Generation of Igh–Igk hybrid v-Abl cell line and its derivatives

The Igh–Igk hybrid v-Abl cell line was derived from the single Jκ5 allele v-Abl line. In brief, the single Jκ5 allele line was targeted by sgRNA12 and sgRNA13 to generate the single Jκ5-single Igh line where the entire Igh locus was deleted from one allele. The single Jκ5-single Igh line was then targeted by sgRNA22 (cut 1, upstream of IGCR1 in Igh) and sgRNA8 (cut 2, upstream of Vκ2-137 in Igk) to generate a balanced chromosomal translocation between chromosomes 12 and 6. In the resulting Igh–Igk hybrid v-Abl line, the entire Igk locus along with the rest of chromosome 6 was appended onto chromosome 12 at a point upstream of IGCR1 in Igh, and the Igh VH locus along with the small telomeric portion of chromosome 12 was reciprocally appended onto chromosome 6. To generate the Igh–Igk hybrid-Vκ line, the Igh–Igk hybrid line was sequentially modified to invert the entire Vκ locus (sgRNA15 and sgRNA23), mutate DQ52 RSSs (sgRNA24 and ssODN1) and delete all upstream D segments (sgRNA25 and sgRNA26).
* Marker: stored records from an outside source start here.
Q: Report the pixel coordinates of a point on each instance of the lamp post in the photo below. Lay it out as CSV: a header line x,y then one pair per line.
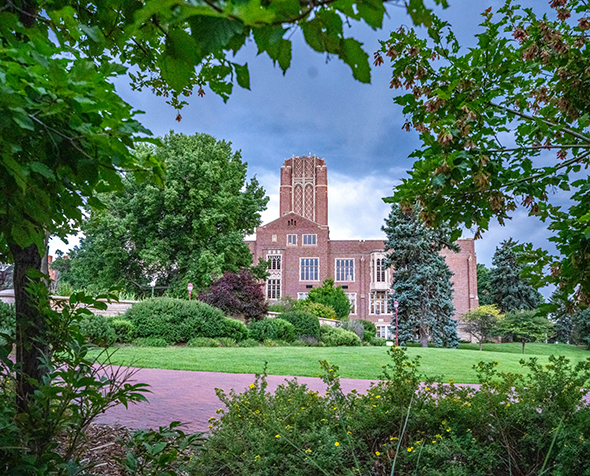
x,y
395,305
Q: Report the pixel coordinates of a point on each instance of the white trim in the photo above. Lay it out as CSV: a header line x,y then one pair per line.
x,y
318,269
336,271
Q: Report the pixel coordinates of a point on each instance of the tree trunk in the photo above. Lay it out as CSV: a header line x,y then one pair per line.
x,y
31,342
423,337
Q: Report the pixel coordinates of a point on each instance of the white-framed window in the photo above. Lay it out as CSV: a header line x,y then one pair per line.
x,y
273,288
274,262
378,302
309,269
345,270
380,270
310,240
352,298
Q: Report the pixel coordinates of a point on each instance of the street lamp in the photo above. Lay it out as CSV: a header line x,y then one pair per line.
x,y
395,305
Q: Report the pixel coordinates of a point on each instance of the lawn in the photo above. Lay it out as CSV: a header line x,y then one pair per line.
x,y
354,362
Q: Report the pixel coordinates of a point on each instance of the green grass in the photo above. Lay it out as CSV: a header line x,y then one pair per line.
x,y
354,362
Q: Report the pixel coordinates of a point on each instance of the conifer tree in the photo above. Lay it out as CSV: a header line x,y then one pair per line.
x,y
509,291
422,280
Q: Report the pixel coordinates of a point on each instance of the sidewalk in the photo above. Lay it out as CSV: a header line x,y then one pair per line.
x,y
189,397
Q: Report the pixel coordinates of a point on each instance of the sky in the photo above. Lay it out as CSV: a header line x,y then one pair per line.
x,y
318,108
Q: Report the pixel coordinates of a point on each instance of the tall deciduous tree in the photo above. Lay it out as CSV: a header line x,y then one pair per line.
x,y
190,230
509,291
503,123
422,279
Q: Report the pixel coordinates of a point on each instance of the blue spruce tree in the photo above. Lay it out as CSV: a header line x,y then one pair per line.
x,y
422,280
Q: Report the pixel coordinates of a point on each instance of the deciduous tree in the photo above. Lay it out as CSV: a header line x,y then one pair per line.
x,y
190,230
502,124
421,280
332,296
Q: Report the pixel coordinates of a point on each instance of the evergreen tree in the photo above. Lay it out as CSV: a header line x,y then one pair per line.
x,y
422,280
509,291
484,291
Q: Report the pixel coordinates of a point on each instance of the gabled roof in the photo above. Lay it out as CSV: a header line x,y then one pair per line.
x,y
281,222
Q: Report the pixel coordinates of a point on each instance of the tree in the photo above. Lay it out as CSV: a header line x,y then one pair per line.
x,y
482,322
66,134
484,291
238,295
503,123
422,280
525,326
190,230
509,291
331,296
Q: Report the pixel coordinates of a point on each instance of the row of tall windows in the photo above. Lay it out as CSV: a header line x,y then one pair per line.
x,y
307,240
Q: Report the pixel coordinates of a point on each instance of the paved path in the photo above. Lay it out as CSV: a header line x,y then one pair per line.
x,y
189,397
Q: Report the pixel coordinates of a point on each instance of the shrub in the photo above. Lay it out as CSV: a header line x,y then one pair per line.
x,y
150,342
7,319
339,336
176,320
535,421
276,329
305,324
237,294
124,330
354,326
98,330
370,330
202,342
226,342
379,341
316,308
248,343
235,329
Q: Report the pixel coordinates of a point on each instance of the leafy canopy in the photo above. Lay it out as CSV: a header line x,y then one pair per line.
x,y
503,124
422,279
332,296
190,230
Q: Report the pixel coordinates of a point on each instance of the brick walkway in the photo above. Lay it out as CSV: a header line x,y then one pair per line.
x,y
189,397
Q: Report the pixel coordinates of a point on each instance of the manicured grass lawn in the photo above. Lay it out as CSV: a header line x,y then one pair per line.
x,y
354,362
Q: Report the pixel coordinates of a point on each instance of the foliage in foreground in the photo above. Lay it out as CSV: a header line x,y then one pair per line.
x,y
74,390
515,424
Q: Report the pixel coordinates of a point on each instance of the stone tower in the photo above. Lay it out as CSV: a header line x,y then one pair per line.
x,y
304,188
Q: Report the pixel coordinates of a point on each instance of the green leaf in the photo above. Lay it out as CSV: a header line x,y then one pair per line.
x,y
242,75
355,57
42,169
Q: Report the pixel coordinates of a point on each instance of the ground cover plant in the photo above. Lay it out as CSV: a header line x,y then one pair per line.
x,y
354,362
517,424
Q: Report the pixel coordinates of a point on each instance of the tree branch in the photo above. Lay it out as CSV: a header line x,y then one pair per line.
x,y
549,123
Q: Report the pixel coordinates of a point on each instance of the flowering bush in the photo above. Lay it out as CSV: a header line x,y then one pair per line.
x,y
515,424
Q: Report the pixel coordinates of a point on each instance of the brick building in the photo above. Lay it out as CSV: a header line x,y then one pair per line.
x,y
302,255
To generate the Igh–Igk hybrid-Vκ-JκRSS-PKO line from the Igh–Igk hybrid-Vκ-JκRSS line, sgRNA2 and sgRNA14 were used to delete the proximal Vκ domain.
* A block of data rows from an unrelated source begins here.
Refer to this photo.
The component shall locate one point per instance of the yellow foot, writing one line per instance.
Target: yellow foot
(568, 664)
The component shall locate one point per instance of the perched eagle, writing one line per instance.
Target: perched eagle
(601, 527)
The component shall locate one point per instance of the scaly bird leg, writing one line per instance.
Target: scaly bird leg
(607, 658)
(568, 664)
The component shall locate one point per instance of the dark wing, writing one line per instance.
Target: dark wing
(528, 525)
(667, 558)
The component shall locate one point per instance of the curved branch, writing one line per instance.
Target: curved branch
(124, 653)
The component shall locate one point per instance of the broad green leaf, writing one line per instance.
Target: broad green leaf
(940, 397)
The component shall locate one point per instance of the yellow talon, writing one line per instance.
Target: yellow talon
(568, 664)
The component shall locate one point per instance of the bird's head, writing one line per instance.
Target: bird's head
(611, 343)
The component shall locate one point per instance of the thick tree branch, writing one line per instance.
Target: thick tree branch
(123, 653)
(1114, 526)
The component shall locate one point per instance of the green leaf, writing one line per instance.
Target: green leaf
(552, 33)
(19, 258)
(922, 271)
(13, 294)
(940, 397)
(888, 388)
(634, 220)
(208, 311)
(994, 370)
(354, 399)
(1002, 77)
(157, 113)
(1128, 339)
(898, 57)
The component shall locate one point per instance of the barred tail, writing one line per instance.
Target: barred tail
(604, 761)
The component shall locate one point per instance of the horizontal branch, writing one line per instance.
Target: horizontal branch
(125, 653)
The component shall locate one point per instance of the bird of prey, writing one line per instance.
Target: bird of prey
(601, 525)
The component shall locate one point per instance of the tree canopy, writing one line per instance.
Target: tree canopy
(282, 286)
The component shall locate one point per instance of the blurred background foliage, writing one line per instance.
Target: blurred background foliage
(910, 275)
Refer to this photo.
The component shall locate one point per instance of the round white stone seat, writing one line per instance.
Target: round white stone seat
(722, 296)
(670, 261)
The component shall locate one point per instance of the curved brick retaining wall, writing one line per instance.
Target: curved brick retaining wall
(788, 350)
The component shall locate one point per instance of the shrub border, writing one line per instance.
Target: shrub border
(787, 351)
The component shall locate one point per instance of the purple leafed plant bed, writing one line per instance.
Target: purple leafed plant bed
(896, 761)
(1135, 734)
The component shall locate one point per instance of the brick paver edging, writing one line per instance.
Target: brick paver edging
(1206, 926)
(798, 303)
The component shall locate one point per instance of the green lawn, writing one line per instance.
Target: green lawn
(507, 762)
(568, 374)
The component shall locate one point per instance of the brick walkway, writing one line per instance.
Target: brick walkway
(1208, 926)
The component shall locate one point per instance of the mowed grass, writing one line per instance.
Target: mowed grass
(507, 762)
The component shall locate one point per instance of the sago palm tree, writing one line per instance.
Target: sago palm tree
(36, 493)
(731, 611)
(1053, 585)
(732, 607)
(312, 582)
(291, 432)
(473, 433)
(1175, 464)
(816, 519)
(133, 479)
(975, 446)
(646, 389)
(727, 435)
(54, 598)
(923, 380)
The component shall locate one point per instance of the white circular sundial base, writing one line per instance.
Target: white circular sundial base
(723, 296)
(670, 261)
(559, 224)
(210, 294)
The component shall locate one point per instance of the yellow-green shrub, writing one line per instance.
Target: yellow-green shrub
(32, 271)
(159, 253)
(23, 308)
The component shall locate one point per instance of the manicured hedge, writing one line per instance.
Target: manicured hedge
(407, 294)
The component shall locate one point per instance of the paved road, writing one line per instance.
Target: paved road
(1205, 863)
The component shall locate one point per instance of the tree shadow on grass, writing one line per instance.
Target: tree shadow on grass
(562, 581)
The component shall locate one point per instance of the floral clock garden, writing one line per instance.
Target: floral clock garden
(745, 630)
To generate the Igh–Igk hybrid-D-JH line, the Igh–Igk hybrid line was targeted by sgRNA27 and sgRNA28 to delete IGCR1 and the entire Vκ locus. The Igh–Igk hybrid-D-JH line was further modified to generate the Igh–Igk hybrid-D line where JH1-4 has been deleted (sgRNA29 and sgRNA30).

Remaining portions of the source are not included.